The eight pillars which thrust skyward here merge in the framework of a tipi, the Plains Indian home. The one-by-one-and-one-half foot concrete lodge poles rise fifty-six feet in the air and weigh six-and-one-half tons each. The structures were executed in an architectural manner reflecting the spartan life lifestyle of the nomadic Lakota (Sioux) Nation.
The Coteau des Prairie country to the south of this rest area was one of the parts of South Dakota first settled by the Lakota tribes. The Coteau country was formed by the last great glacier which reached across South Dakota as far as the Missouri River. As it melted, thousands of ground-out potholes became glacial lakes. To the southeast, Lake Traverse and Big Stone represent remnants of a mighty river which drained archaic Lake Agassiz in Canada.
Between Lake Traverse and Big Stone Lake is the continental divide separating waters flowing to Hudson's Bay and those flowing to the Gulf of Mexico.

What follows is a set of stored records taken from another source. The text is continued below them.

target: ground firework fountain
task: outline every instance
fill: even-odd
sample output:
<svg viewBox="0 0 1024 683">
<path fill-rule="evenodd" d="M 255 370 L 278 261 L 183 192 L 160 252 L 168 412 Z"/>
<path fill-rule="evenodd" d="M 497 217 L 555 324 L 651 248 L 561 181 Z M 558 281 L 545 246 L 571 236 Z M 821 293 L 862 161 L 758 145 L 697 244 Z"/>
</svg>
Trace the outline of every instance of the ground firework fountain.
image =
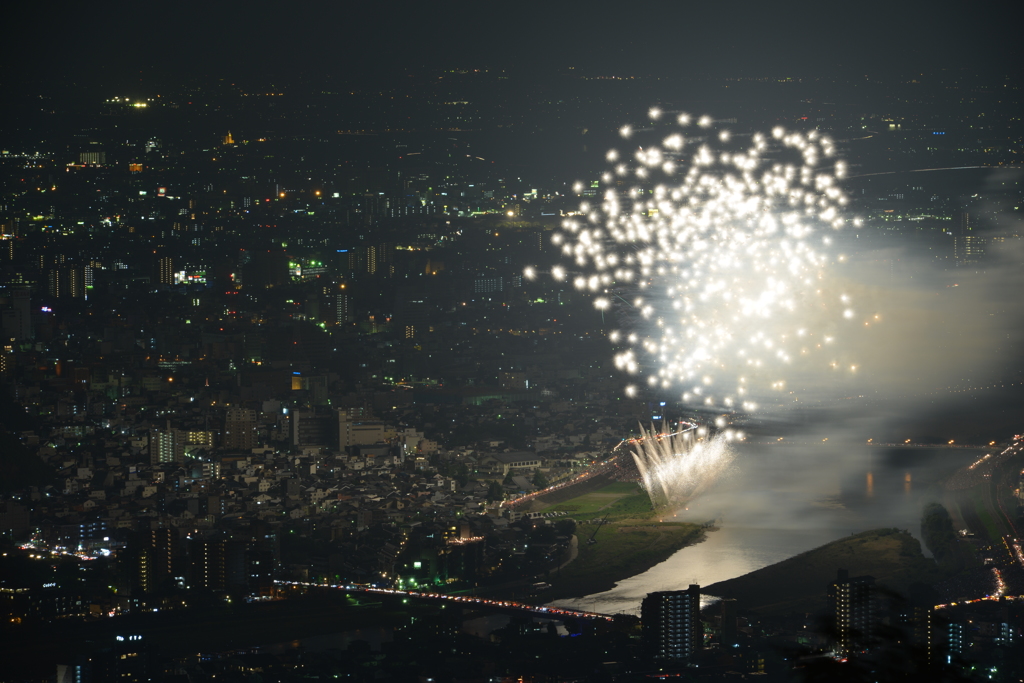
<svg viewBox="0 0 1024 683">
<path fill-rule="evenodd" d="M 730 442 L 738 438 L 732 431 L 711 434 L 692 424 L 670 434 L 641 426 L 640 438 L 633 442 L 633 460 L 651 504 L 669 509 L 685 506 L 729 466 L 735 456 Z"/>
</svg>

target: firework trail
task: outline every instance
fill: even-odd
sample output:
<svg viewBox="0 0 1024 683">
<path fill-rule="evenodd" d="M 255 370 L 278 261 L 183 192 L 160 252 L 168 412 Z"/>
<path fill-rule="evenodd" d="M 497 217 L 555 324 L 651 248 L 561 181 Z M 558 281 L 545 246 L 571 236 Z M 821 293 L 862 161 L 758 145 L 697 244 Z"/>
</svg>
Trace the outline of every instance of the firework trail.
<svg viewBox="0 0 1024 683">
<path fill-rule="evenodd" d="M 552 238 L 571 259 L 552 276 L 635 321 L 608 335 L 616 367 L 682 389 L 684 402 L 745 410 L 784 391 L 794 363 L 855 372 L 831 355 L 833 328 L 856 316 L 826 277 L 843 260 L 826 250 L 847 203 L 833 142 L 782 128 L 733 135 L 656 109 L 650 118 L 620 134 L 656 144 L 610 150 L 598 194 Z"/>
</svg>

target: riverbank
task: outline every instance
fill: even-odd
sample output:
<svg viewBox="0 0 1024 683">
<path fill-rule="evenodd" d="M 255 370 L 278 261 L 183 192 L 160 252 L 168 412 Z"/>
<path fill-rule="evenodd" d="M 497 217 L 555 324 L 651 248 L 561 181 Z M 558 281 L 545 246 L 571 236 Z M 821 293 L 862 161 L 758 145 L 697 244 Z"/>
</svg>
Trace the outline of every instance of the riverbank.
<svg viewBox="0 0 1024 683">
<path fill-rule="evenodd" d="M 920 542 L 899 529 L 874 529 L 796 555 L 735 579 L 702 586 L 708 595 L 733 598 L 740 609 L 762 615 L 815 612 L 836 570 L 850 576 L 869 574 L 897 593 L 911 584 L 934 583 L 941 574 L 921 552 Z"/>
<path fill-rule="evenodd" d="M 581 525 L 576 533 L 579 553 L 548 580 L 552 588 L 545 597 L 549 600 L 610 590 L 617 582 L 664 562 L 679 549 L 699 543 L 705 529 L 686 522 L 623 519 L 599 529 L 596 524 Z"/>
<path fill-rule="evenodd" d="M 596 483 L 575 487 L 575 495 L 562 493 L 537 506 L 564 512 L 580 522 L 576 556 L 547 579 L 552 586 L 544 596 L 548 600 L 611 590 L 619 581 L 704 540 L 705 525 L 659 519 L 636 482 Z"/>
</svg>

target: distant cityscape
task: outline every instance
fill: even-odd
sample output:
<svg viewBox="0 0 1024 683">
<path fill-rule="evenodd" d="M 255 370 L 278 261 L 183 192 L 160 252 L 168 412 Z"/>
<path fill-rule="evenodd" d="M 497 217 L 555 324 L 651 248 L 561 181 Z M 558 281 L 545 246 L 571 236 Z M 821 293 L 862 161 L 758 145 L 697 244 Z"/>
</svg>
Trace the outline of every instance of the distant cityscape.
<svg viewBox="0 0 1024 683">
<path fill-rule="evenodd" d="M 816 612 L 702 605 L 685 577 L 635 614 L 551 605 L 584 594 L 559 577 L 588 539 L 665 521 L 613 449 L 714 416 L 627 398 L 610 321 L 570 283 L 523 277 L 555 262 L 551 233 L 596 195 L 606 141 L 654 104 L 827 131 L 863 220 L 837 242 L 877 282 L 1020 265 L 1018 80 L 460 68 L 380 89 L 128 90 L 16 98 L 0 136 L 0 616 L 24 660 L 0 680 L 875 680 L 904 651 L 936 676 L 912 680 L 1024 676 L 1018 442 L 976 424 L 875 439 L 1003 452 L 984 480 L 948 474 L 947 490 L 991 486 L 970 500 L 993 514 L 974 520 L 963 494 L 933 520 L 958 545 L 940 557 L 923 534 L 950 564 L 914 595 L 837 565 Z M 925 384 L 981 386 L 959 382 Z M 774 443 L 778 403 L 729 419 Z M 586 514 L 570 502 L 596 494 Z M 963 618 L 936 609 L 961 597 Z M 346 635 L 224 640 L 304 611 L 302 638 Z M 197 654 L 189 620 L 220 631 L 213 649 Z"/>
</svg>

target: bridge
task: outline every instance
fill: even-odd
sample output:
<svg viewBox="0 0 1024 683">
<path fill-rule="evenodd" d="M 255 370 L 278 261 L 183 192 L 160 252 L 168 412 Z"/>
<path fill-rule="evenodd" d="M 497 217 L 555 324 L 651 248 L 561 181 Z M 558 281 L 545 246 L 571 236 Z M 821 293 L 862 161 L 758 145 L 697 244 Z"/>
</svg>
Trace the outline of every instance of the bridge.
<svg viewBox="0 0 1024 683">
<path fill-rule="evenodd" d="M 424 591 L 403 591 L 394 588 L 377 588 L 375 586 L 366 586 L 362 584 L 340 584 L 340 583 L 311 583 L 308 581 L 274 581 L 275 584 L 282 586 L 300 586 L 303 588 L 333 588 L 336 590 L 343 590 L 349 593 L 363 593 L 366 595 L 381 595 L 381 596 L 395 596 L 400 598 L 414 598 L 417 600 L 432 600 L 437 602 L 443 602 L 447 604 L 464 605 L 468 607 L 490 607 L 501 610 L 511 610 L 514 612 L 526 612 L 533 616 L 538 617 L 568 617 L 572 619 L 603 619 L 605 621 L 611 621 L 612 617 L 608 614 L 598 614 L 597 612 L 580 612 L 573 609 L 564 609 L 562 607 L 545 607 L 543 605 L 527 605 L 522 602 L 516 602 L 514 600 L 490 600 L 488 598 L 479 598 L 472 595 L 451 595 L 448 593 L 431 593 Z"/>
<path fill-rule="evenodd" d="M 744 441 L 745 445 L 750 446 L 820 446 L 821 444 L 828 443 L 828 439 L 821 439 L 815 441 L 807 441 L 801 439 L 773 439 L 772 441 Z M 842 442 L 846 443 L 846 442 Z M 867 442 L 861 443 L 862 446 L 869 448 L 930 448 L 930 449 L 957 449 L 957 450 L 984 450 L 986 448 L 994 448 L 995 444 L 952 444 L 952 443 L 913 443 L 911 441 L 893 441 L 893 442 L 876 442 L 868 440 Z"/>
<path fill-rule="evenodd" d="M 994 444 L 960 444 L 960 443 L 910 443 L 904 441 L 903 443 L 868 443 L 868 446 L 876 448 L 933 448 L 933 449 L 945 449 L 945 448 L 958 448 L 964 450 L 984 450 L 986 448 L 992 448 Z"/>
</svg>

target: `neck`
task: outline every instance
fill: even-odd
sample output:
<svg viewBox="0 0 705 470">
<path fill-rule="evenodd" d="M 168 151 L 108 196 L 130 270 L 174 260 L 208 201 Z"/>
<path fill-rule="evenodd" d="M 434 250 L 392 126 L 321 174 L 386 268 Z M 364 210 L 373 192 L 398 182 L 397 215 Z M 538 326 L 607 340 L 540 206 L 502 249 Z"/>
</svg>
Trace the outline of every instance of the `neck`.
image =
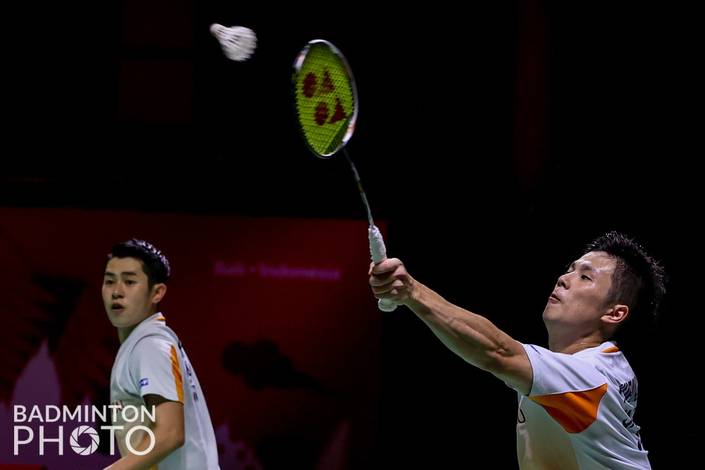
<svg viewBox="0 0 705 470">
<path fill-rule="evenodd" d="M 583 349 L 594 348 L 601 345 L 605 340 L 601 335 L 593 333 L 585 338 L 566 339 L 566 338 L 549 338 L 548 348 L 553 352 L 564 354 L 574 354 Z"/>
<path fill-rule="evenodd" d="M 144 321 L 144 320 L 142 320 L 142 321 Z M 142 322 L 140 322 L 140 323 L 142 323 Z M 137 325 L 139 325 L 140 323 L 138 323 Z M 128 326 L 126 328 L 118 328 L 117 329 L 118 339 L 120 340 L 120 344 L 125 342 L 127 337 L 130 336 L 130 333 L 132 333 L 132 330 L 137 328 L 137 325 L 132 325 L 132 326 Z"/>
<path fill-rule="evenodd" d="M 126 326 L 126 327 L 124 327 L 124 328 L 118 328 L 118 329 L 117 329 L 117 332 L 118 332 L 118 339 L 120 340 L 120 344 L 122 344 L 122 343 L 125 342 L 125 340 L 127 339 L 127 337 L 130 336 L 130 333 L 132 333 L 132 331 L 133 331 L 135 328 L 137 328 L 140 323 L 142 323 L 143 321 L 145 321 L 147 318 L 151 317 L 151 316 L 154 315 L 155 313 L 157 313 L 157 308 L 156 308 L 156 306 L 153 307 L 153 308 L 151 308 L 151 309 L 149 310 L 149 313 L 147 314 L 147 316 L 144 317 L 144 318 L 143 318 L 142 320 L 140 320 L 139 322 L 137 322 L 136 324 L 134 324 L 134 325 L 132 325 L 132 326 Z"/>
</svg>

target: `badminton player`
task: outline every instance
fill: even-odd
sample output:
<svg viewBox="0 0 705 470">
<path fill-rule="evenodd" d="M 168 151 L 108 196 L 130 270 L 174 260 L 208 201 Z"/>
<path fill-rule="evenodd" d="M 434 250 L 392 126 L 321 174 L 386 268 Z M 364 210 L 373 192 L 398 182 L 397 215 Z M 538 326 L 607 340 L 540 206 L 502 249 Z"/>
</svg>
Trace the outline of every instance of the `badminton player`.
<svg viewBox="0 0 705 470">
<path fill-rule="evenodd" d="M 507 266 L 502 282 L 510 289 L 526 270 Z M 637 379 L 614 336 L 656 313 L 664 272 L 632 239 L 597 238 L 558 278 L 543 311 L 548 349 L 451 304 L 398 259 L 373 264 L 369 282 L 377 298 L 406 305 L 449 349 L 518 392 L 520 468 L 651 468 L 634 421 Z"/>
<path fill-rule="evenodd" d="M 151 422 L 113 425 L 120 455 L 110 470 L 217 470 L 218 451 L 206 400 L 176 333 L 157 305 L 166 294 L 170 267 L 153 245 L 131 239 L 115 245 L 103 277 L 103 304 L 120 339 L 110 376 L 110 401 L 119 409 L 154 411 Z M 137 425 L 126 441 L 128 432 Z M 150 449 L 151 447 L 151 449 Z M 145 452 L 149 449 L 148 452 Z M 143 454 L 143 455 L 140 455 Z"/>
</svg>

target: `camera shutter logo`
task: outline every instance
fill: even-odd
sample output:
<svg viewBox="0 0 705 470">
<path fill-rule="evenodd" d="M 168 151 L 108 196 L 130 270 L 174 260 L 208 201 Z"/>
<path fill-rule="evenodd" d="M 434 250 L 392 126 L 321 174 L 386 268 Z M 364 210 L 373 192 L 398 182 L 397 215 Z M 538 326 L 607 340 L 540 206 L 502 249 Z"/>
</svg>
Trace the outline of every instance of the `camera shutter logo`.
<svg viewBox="0 0 705 470">
<path fill-rule="evenodd" d="M 87 447 L 82 447 L 78 443 L 78 438 L 87 434 L 91 438 L 91 443 Z M 71 432 L 71 448 L 78 455 L 91 455 L 98 449 L 98 432 L 90 426 L 79 426 Z"/>
</svg>

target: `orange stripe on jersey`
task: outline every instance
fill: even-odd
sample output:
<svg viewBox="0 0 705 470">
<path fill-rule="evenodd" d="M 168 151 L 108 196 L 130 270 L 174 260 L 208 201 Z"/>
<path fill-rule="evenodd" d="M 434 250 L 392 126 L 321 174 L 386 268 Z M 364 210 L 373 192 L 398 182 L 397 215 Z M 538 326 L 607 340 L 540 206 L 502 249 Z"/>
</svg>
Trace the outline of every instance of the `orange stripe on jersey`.
<svg viewBox="0 0 705 470">
<path fill-rule="evenodd" d="M 163 321 L 163 322 L 166 322 L 166 318 L 164 318 L 163 316 L 159 315 L 157 318 L 154 319 L 154 321 Z"/>
<path fill-rule="evenodd" d="M 619 348 L 617 346 L 610 346 L 607 349 L 602 350 L 603 353 L 613 353 L 613 352 L 619 352 Z"/>
<path fill-rule="evenodd" d="M 181 367 L 179 366 L 179 356 L 176 354 L 176 348 L 171 345 L 171 373 L 174 375 L 176 384 L 176 396 L 181 403 L 184 402 L 184 381 L 181 378 Z"/>
<path fill-rule="evenodd" d="M 584 392 L 566 392 L 529 397 L 543 406 L 566 432 L 583 432 L 597 419 L 597 409 L 607 393 L 607 384 Z"/>
</svg>

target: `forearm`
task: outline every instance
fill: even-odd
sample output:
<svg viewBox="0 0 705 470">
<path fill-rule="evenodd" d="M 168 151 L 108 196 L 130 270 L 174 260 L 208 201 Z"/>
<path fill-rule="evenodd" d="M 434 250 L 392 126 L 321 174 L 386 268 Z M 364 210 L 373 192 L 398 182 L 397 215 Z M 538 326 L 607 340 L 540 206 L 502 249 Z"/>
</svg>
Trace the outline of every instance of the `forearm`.
<svg viewBox="0 0 705 470">
<path fill-rule="evenodd" d="M 533 381 L 524 347 L 487 318 L 451 304 L 409 275 L 397 258 L 370 265 L 375 297 L 409 307 L 451 351 L 523 394 Z"/>
<path fill-rule="evenodd" d="M 415 280 L 412 282 L 405 304 L 465 361 L 495 372 L 502 357 L 515 354 L 516 341 L 487 318 L 451 304 Z"/>
</svg>

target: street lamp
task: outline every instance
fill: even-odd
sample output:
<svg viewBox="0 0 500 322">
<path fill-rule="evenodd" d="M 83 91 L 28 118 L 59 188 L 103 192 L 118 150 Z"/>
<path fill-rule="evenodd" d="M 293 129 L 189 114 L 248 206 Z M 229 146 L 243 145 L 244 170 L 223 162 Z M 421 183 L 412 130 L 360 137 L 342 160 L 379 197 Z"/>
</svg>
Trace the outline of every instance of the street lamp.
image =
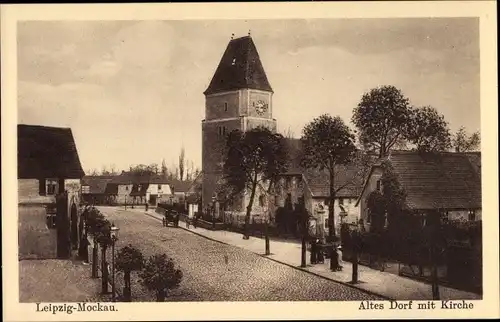
<svg viewBox="0 0 500 322">
<path fill-rule="evenodd" d="M 217 197 L 214 195 L 212 197 L 212 227 L 215 229 L 215 203 L 217 201 Z"/>
<path fill-rule="evenodd" d="M 118 240 L 118 231 L 120 228 L 116 227 L 115 224 L 111 224 L 111 259 L 113 264 L 113 283 L 111 284 L 111 293 L 113 297 L 113 302 L 116 302 L 116 286 L 115 286 L 115 242 Z"/>
</svg>

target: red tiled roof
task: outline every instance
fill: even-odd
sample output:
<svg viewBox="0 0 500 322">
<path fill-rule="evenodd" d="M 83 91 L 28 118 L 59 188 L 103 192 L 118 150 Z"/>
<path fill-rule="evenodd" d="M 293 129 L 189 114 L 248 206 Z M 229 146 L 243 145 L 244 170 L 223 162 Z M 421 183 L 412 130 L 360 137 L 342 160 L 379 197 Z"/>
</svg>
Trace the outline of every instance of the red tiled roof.
<svg viewBox="0 0 500 322">
<path fill-rule="evenodd" d="M 250 36 L 229 42 L 204 94 L 210 95 L 242 88 L 272 92 L 259 53 Z"/>
<path fill-rule="evenodd" d="M 480 176 L 466 154 L 394 152 L 390 161 L 411 208 L 481 208 Z"/>
<path fill-rule="evenodd" d="M 19 179 L 67 178 L 85 175 L 70 128 L 17 126 Z"/>
</svg>

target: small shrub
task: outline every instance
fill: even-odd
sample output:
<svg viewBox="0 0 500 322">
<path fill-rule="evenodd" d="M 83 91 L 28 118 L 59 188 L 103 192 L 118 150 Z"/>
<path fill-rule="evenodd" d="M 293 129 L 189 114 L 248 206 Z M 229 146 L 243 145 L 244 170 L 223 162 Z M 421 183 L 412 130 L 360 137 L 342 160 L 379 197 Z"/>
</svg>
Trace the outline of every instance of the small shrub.
<svg viewBox="0 0 500 322">
<path fill-rule="evenodd" d="M 156 254 L 149 257 L 140 277 L 148 290 L 156 292 L 156 301 L 164 302 L 168 291 L 179 287 L 183 274 L 172 258 Z"/>
</svg>

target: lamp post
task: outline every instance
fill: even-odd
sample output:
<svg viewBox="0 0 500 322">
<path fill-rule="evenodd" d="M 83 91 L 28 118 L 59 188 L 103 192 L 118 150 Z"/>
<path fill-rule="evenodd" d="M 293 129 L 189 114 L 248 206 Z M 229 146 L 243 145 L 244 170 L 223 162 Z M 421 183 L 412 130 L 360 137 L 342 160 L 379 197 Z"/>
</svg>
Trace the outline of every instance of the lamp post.
<svg viewBox="0 0 500 322">
<path fill-rule="evenodd" d="M 113 223 L 111 225 L 111 260 L 113 265 L 113 275 L 112 275 L 112 284 L 111 284 L 111 293 L 113 297 L 113 302 L 116 302 L 116 284 L 115 284 L 115 242 L 118 240 L 118 231 L 120 228 L 116 227 Z"/>
<path fill-rule="evenodd" d="M 217 197 L 214 195 L 212 197 L 212 227 L 215 229 L 215 203 L 217 202 Z"/>
</svg>

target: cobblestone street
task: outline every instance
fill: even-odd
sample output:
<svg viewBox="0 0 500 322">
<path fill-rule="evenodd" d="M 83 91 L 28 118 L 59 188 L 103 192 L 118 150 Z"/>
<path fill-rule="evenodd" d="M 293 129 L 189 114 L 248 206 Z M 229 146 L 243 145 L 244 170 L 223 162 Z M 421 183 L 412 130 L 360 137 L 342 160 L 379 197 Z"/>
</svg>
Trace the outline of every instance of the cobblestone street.
<svg viewBox="0 0 500 322">
<path fill-rule="evenodd" d="M 170 301 L 308 301 L 377 298 L 362 291 L 267 260 L 237 247 L 217 243 L 183 229 L 162 227 L 160 221 L 118 208 L 101 211 L 120 228 L 119 250 L 127 244 L 145 257 L 166 253 L 184 273 Z M 227 261 L 226 261 L 227 259 Z M 226 263 L 227 262 L 227 263 Z M 152 301 L 133 274 L 134 301 Z M 121 275 L 117 275 L 121 285 Z M 117 286 L 120 290 L 120 286 Z"/>
</svg>

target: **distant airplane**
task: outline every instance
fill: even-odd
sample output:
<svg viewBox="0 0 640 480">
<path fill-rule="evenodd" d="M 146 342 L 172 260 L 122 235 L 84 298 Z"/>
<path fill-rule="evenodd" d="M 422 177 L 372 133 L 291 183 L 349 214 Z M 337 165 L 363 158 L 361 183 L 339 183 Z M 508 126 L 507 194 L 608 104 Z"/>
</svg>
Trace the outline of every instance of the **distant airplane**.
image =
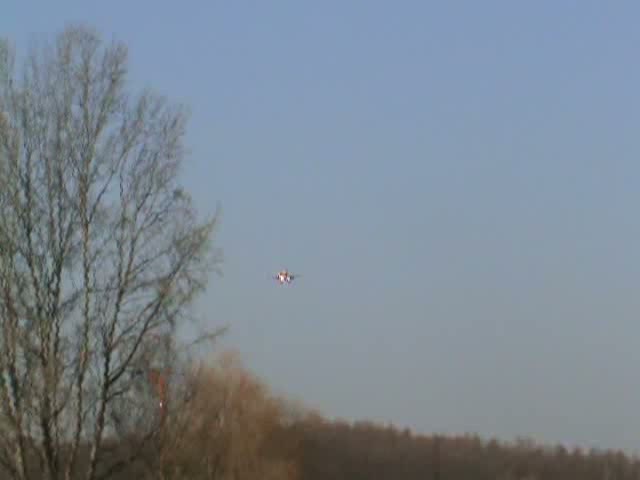
<svg viewBox="0 0 640 480">
<path fill-rule="evenodd" d="M 273 276 L 273 279 L 276 280 L 280 285 L 290 284 L 293 282 L 294 278 L 298 278 L 300 275 L 293 274 L 289 272 L 287 269 L 280 270 Z"/>
</svg>

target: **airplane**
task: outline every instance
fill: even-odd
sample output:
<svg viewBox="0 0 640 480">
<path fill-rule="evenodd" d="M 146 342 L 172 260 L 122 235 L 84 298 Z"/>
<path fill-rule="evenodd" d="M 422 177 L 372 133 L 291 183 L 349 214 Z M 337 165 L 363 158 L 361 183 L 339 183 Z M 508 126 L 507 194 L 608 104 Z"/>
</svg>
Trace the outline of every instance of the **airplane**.
<svg viewBox="0 0 640 480">
<path fill-rule="evenodd" d="M 290 284 L 293 282 L 294 278 L 298 278 L 300 275 L 293 274 L 289 272 L 287 269 L 280 270 L 273 276 L 273 279 L 276 280 L 280 285 Z"/>
</svg>

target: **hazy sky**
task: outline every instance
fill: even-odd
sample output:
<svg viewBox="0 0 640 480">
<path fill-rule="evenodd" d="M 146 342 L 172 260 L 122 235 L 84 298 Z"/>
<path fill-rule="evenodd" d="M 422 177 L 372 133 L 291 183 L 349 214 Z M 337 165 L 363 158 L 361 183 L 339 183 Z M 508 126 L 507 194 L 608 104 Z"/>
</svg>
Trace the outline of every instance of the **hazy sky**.
<svg viewBox="0 0 640 480">
<path fill-rule="evenodd" d="M 189 104 L 200 311 L 329 416 L 639 449 L 640 4 L 4 0 Z M 279 288 L 268 275 L 303 275 Z"/>
</svg>

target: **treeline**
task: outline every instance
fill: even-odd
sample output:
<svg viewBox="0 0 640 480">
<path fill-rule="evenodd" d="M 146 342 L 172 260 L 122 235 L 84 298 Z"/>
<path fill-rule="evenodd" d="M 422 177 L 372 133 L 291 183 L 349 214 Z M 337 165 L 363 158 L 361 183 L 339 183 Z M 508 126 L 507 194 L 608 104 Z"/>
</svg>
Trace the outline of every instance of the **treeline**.
<svg viewBox="0 0 640 480">
<path fill-rule="evenodd" d="M 640 462 L 621 452 L 567 450 L 529 440 L 506 443 L 472 435 L 417 435 L 371 422 L 329 421 L 274 396 L 236 355 L 200 364 L 180 389 L 179 396 L 186 394 L 188 401 L 170 409 L 152 436 L 132 433 L 106 440 L 97 459 L 96 479 L 640 478 Z M 157 409 L 152 400 L 149 411 Z M 81 448 L 78 466 L 89 457 L 89 450 Z M 35 451 L 28 463 L 30 478 L 47 476 L 42 475 L 44 463 Z M 0 478 L 12 476 L 3 473 Z M 55 478 L 64 478 L 63 472 Z"/>
<path fill-rule="evenodd" d="M 300 439 L 304 480 L 604 480 L 640 478 L 640 461 L 622 452 L 568 450 L 530 440 L 423 436 L 368 422 L 320 418 L 289 427 Z"/>
</svg>

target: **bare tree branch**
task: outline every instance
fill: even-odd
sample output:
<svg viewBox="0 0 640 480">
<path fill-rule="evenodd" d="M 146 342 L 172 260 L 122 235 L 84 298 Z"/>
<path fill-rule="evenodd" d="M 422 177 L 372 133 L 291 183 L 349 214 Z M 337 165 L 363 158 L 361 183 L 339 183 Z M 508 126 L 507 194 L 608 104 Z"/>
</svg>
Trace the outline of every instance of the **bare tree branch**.
<svg viewBox="0 0 640 480">
<path fill-rule="evenodd" d="M 134 437 L 117 410 L 218 261 L 216 216 L 178 183 L 186 112 L 126 92 L 127 61 L 72 26 L 18 76 L 0 44 L 0 464 L 16 479 L 35 458 L 52 480 L 107 478 L 114 436 L 153 437 L 142 410 Z"/>
</svg>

Fur traders and voyageurs found this lake country to be prime trapping and trading territory; they may have arrived in the area as early as 1679. At that time the Santee Sioux, consisting of the Wahpeton, Sisseton, Mdewakanton, and Wahpekute tribes were moving into the lakes region. Nearly two centuries later the Santee ceded this part of South Dakota to the United States in the treaty of Traverse des Sioux, 1851.
The U.S. Army established one of its earliest military posts in South Dakota in 1804, at Fort Sisseton, 36 miles (57 Kilometers) southwest of here. That post was abandoned by the army in 1889, and is now a South Dakota state park. Actual white settlement did not begin until the reservation area of the Sisseton-Wahpeton was opened in 1892.